Almond nougat

makes
20 pieces
Almond nougat
Almond nougat
Almond nougat
A light dessert created by Giovanni Pilu with summer holidays in Sardinia in mind.

Ingredients (5)

  • 4 sheets rice wafer paper (available from speciality food stores)
  • 2 eggwhites
  • 600g caster sugar
  • 1 cup (350g) honey
  • 3 3/4 cups (600g) almonds, lightly toasted

Method

  • 1.
    Line a baking tray with baking paper. Lay two sheets of rice paper over the baking paper, slightly overlapping, to cover. Place eggwhites and a pinch of salt in the bowl of a stand mixer tted with the whisk attachment.
  • 2.
    Whisk on high speed until stiff peaks form.
  • 3.
    Meanwhile, combine the sugar, honey and 1/3 cup (80ml) water in a saucepan over medium heat. Stir to dissolve sugar, then cook until syrup reaches 126-128°C on a sugar thermometer.
  • 4.
    Reduce stand mixer speed to low and, with the motor running, slowly pour the hot syrup into the eggwhites in a thin, steady stream.
  • 5.
    Increase speed to high and whisk for 10-12 minutes until thick and glossy. Fold in almonds.

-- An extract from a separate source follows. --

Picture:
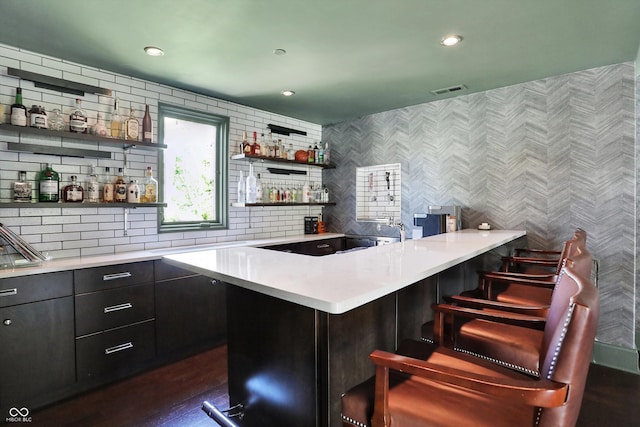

Spread onto the centre of the rice paper and top with remaining 2 sheets rice paper, slightly overlapping the sheets.
  • 6.
    Using a rolling pin, gently roll the mound of nougat so that it spreads evenly under and across the paper to form a 1cm-thick slab. Set aside to cool at room temperature, then, using a sharp knife dipped in hot water, trim edges and cut into 3cm squares. Serve.